There was one instance, when Damien Duff tried a chip to nothing on a rare Ireland break into olive grove country and the ball floated harmlessly to Iker Casillas. The goalkeeper stood and all but started whistling as he waited for its arrival and then restarted play with a throw out to Alvaro Arbeloa which was so casual that it seemed borderline contemptuous.

But then, there were periods when Casillas had such little involvement in the game that he could easily have made a call home to the folks in Spain.

Ireland were so busy just trying to avoid falling under the hypnotic spell of the Spanish ingeniously simple pass-and-go mastery that it seemed unfair to expect them to go and create a goal of their own.

As it turned out, Ireland concocted just one truly threatening attack, a Robbie Keane snap shot which Casillas deflected.

The brightest of Ireland’s yesterdays and tomorrows met in the 75th minute when Trapattoni made his second change of the night: Duff high-fived James McClean when he departed the field. “Even if it wasn’t the best time to bring him on but it will help him to understand what international football is about,” said the manager.

So disappointingly, Trapattoni will face the Azzurri with nothing meaningful to play for. But the valedictory already started in this game.

Time to go back to the field now. It is 88 minutes in and at 4-0 down, the stadium in Gdansk is filled with a slow rendition of The Fields of Athenry. The Spanish fans clapped in rhythm.

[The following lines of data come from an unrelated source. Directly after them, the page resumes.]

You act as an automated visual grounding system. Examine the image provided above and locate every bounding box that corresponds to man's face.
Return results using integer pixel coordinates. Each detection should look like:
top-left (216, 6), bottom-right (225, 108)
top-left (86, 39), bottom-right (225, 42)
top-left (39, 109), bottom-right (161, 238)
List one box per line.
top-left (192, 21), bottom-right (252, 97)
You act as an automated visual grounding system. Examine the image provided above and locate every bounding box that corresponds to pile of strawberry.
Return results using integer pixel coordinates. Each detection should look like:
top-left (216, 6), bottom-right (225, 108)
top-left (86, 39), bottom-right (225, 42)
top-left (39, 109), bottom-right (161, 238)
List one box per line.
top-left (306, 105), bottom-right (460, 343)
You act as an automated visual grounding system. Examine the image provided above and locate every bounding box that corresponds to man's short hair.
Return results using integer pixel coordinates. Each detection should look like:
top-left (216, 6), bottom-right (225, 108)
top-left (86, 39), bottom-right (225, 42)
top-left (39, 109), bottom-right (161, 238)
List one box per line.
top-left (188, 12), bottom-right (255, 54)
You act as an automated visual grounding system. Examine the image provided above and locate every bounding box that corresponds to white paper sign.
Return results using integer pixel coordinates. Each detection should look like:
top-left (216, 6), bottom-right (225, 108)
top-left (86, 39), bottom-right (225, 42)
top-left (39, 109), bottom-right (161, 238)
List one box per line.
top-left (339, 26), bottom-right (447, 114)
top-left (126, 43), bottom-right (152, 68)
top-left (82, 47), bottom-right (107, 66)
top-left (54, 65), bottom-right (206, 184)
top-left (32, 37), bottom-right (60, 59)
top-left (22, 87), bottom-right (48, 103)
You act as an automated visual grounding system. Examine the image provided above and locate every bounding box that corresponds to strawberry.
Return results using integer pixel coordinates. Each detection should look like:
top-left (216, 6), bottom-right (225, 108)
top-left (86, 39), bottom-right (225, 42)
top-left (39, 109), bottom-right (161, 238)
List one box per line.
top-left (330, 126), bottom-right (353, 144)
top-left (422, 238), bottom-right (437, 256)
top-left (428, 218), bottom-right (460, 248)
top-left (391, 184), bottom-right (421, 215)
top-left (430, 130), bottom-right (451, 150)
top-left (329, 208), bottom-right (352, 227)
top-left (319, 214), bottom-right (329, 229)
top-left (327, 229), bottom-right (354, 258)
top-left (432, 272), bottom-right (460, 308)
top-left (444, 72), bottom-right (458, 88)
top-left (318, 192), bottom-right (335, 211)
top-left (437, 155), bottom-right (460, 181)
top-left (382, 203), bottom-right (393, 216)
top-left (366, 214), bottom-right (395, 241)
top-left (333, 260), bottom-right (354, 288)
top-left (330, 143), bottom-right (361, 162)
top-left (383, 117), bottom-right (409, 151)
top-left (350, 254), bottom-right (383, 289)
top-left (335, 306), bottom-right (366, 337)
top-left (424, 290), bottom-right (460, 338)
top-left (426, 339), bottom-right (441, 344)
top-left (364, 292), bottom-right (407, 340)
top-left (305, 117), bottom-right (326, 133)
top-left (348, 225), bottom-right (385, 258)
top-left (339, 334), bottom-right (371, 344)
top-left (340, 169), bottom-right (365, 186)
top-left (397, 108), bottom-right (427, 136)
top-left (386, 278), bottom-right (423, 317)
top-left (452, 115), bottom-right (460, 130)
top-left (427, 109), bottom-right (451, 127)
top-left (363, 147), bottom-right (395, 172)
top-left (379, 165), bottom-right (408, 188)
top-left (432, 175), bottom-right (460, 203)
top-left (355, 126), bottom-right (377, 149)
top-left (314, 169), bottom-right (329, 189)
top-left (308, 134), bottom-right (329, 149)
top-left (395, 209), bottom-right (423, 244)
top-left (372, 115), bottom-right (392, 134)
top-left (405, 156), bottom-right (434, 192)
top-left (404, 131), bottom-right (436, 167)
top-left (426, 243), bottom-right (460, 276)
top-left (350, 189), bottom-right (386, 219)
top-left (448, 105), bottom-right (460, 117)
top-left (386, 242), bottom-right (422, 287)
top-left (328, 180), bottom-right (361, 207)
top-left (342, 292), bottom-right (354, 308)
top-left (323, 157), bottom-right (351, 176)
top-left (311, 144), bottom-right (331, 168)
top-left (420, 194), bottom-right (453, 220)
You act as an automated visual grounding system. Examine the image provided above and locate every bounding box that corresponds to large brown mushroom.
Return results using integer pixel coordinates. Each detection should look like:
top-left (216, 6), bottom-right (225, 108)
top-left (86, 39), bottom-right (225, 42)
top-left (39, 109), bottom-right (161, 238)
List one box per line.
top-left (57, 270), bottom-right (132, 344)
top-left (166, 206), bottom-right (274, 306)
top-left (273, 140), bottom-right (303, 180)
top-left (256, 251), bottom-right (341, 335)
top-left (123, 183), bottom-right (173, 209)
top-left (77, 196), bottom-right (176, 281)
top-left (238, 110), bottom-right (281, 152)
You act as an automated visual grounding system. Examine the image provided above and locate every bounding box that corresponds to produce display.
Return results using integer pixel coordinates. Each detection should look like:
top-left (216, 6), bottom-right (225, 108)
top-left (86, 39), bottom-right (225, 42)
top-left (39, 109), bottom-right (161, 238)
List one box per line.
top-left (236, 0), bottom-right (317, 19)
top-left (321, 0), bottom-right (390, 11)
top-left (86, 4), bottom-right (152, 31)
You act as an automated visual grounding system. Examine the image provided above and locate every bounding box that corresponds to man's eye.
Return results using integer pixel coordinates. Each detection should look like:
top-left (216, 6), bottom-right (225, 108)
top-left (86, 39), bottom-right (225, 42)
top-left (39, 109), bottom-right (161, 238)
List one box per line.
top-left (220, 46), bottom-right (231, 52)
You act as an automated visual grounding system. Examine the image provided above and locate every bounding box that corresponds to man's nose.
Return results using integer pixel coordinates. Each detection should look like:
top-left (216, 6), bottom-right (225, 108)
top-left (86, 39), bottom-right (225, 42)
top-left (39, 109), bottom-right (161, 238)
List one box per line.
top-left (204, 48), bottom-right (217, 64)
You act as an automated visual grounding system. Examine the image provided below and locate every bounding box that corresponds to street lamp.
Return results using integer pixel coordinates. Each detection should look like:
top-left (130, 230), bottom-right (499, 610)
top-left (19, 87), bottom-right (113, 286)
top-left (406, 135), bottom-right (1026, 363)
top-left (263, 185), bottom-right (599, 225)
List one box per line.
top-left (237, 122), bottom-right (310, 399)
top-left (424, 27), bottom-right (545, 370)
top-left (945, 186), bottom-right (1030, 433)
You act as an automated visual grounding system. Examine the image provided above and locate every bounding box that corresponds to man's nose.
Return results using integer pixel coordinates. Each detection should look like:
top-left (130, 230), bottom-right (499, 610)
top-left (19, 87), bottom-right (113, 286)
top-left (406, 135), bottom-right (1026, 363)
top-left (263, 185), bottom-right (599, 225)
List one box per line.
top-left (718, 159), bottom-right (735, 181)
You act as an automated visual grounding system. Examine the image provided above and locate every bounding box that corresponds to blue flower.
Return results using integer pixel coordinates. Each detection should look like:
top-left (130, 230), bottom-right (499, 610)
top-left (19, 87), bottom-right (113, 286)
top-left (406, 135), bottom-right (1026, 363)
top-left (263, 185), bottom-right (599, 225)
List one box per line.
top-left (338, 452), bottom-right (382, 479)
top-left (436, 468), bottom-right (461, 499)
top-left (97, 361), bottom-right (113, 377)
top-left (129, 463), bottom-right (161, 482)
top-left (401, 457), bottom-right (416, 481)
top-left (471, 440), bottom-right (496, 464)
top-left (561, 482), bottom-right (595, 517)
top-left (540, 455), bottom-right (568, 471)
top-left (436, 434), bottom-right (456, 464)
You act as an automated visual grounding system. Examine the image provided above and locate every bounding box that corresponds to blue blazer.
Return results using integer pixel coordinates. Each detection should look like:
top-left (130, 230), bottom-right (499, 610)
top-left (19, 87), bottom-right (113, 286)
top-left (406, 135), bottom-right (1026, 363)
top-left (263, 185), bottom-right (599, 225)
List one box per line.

“I thought with that the Irish fans and players showed us what the game is really about,” said Vincente del Bosque as midnight beckoned. A nice thought but no, Spain had shown us that. The Fields was a salute – and a recognition that the matador must win.

TURNING POINT: Gone in just three minutes

IT CAME after a mere three minutes. Andrés Iniesta slid a brilliant defence splitting ball to David Silva on the edge of Ireland's area, where Richard Dunne made a typically brave interception only to be robbed by the rapier-sharp Fernando Torres before he could regain his feet. The Chelsea striker ghosted past Stephen Ward and blasted over Shay Given into the roof of the net to make it one-nil.

The point of despair came around 23 minutes when it became apparent that there wouldn't be a genuine response from Ireland. The defence strung a hardly mesmerising five passes together before Sean St Ledger, under a hint of pressure, rolled the ball into touch for a Spanish throw-in.

The point of no return came on 48 minutes when a poor punched clearance from Shay Given went straight to Silva who, faced with three green jerseys and Given, all standing one behind the other, calmly rolled it past them all to make it 2-0.